Waisak di Kota Kupang, Umat Buddha Ambil ‘Tirta’ di Baumata

Loading

Kupang, Hari Raya Waisak 2568 BE/2024 jatuh pada tanggal 23 Mei. Beragam aktivitas pun dihelat oleh umat Budha di Indonesia, termasuk di Kota Kupang, Nusa Tenggara Timur.

Ketua Permabudhi (Persatuan Umat Buddha Indonesia) Provinsi NTT, Indra Effendy, S.E. menguraikan rentetan seremoni perayaan Waisak 2024 dengan melakukan karya bakti tabur bunga dan ziarah di taman makam pahlawan (TMP) Dharma Loka Kupang.

Kemudian, imbuh Indra, pada Rabu, 22 Mei dilakukan pengambilan Tirta atau air suci di Baumata untuk dipergunakan dalam ritual kebaktian Waisak pada Kamis, 23 Mei. Kebaktian akan dilakukan pada malam hari menjelang detik-detik Waisak 2568 BE/2024 yang jatuh pada pukul 20.52.42 WITA. Dan puncak acara Dharmasanti Waisak pada Senin, 27 Mei 2024.

Perlu diketahui, Permabudhi merupakan forum komunikasi umat Buddha yang terdiri dari berbagai Mazhab dan aliran Agama Budha yang ada di Indonesia. Permabudhi layaknya seperti MUI terdapat NU dan Muhammadiyah atau PGI yang menaungi denominasi Kristen dan menurut data Dukcapil, pemeluk agama Buddha di Kota Kupang  terdapat lebih dari 200 jiwa.

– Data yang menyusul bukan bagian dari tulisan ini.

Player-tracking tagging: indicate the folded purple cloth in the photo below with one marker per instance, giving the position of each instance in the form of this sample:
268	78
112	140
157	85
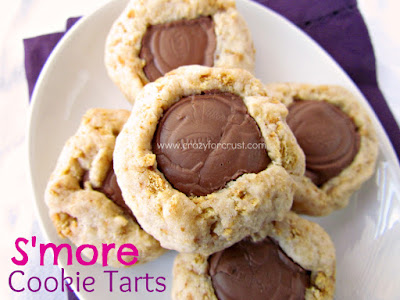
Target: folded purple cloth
336	25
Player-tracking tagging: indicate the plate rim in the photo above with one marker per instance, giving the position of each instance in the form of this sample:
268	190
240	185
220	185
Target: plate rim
33	113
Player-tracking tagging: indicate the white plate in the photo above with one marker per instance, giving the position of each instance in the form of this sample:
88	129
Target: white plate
366	233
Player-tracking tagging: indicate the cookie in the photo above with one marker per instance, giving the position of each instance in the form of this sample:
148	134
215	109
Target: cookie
153	37
289	259
339	142
83	197
205	158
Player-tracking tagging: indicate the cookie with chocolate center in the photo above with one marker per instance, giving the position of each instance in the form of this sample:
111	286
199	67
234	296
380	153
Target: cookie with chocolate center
338	140
153	37
289	259
206	158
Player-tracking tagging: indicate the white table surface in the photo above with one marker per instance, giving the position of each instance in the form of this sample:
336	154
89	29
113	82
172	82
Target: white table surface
21	19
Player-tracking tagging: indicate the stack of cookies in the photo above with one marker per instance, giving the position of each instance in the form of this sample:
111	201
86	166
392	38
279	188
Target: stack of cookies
210	162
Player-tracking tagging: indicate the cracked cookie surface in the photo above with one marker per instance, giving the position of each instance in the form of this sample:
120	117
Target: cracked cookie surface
82	194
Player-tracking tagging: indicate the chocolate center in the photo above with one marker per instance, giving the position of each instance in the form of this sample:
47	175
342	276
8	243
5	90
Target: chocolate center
204	141
249	270
185	42
328	137
111	189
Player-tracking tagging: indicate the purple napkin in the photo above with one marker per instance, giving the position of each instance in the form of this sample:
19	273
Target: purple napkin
336	25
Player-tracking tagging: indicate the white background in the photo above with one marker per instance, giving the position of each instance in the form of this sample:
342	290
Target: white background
27	18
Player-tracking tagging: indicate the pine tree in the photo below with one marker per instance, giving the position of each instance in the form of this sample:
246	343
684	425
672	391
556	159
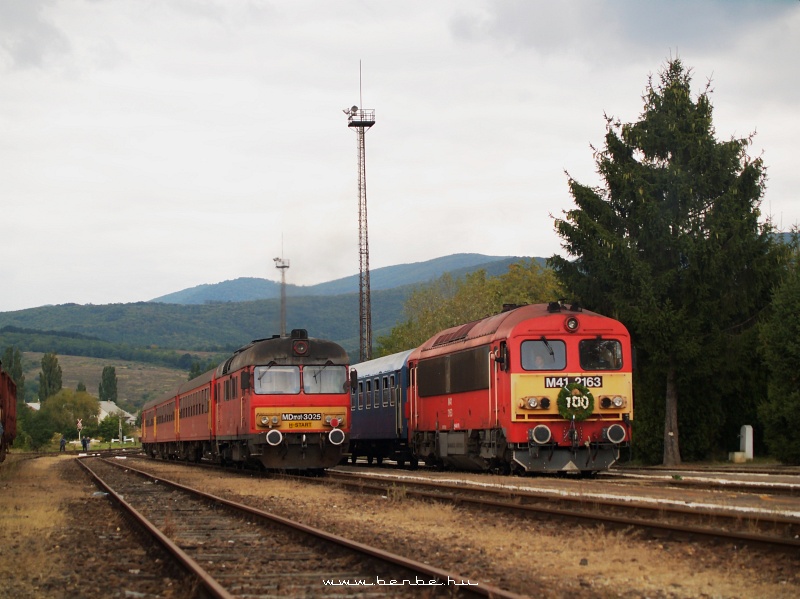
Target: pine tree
672	246
780	412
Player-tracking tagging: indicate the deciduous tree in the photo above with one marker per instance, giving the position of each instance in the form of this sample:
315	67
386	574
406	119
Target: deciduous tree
49	377
108	384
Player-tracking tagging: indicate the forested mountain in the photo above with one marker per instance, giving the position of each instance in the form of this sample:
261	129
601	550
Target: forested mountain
248	288
221	327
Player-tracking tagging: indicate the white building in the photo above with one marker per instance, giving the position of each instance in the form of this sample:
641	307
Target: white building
109	408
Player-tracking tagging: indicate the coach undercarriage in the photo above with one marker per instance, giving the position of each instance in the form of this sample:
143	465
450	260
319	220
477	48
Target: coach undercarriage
290	452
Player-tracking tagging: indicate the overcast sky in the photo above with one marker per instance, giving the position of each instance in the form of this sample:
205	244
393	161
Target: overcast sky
148	146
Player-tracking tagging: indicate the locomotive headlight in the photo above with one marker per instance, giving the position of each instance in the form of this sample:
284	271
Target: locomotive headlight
571	324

Tirta atau Air Suci dari Baumata

Setiap perayaan Waisak, umat Buddha Kota Kupang selalu berupaya mengambil Tirta dari sumber mata air bersih dan tak terlalu jauh dari Kota Kupang. Menurut Indra Effendy, pengambilan Tirta di mata air Baumata dilakukan sejak beberapa tahun terakhir.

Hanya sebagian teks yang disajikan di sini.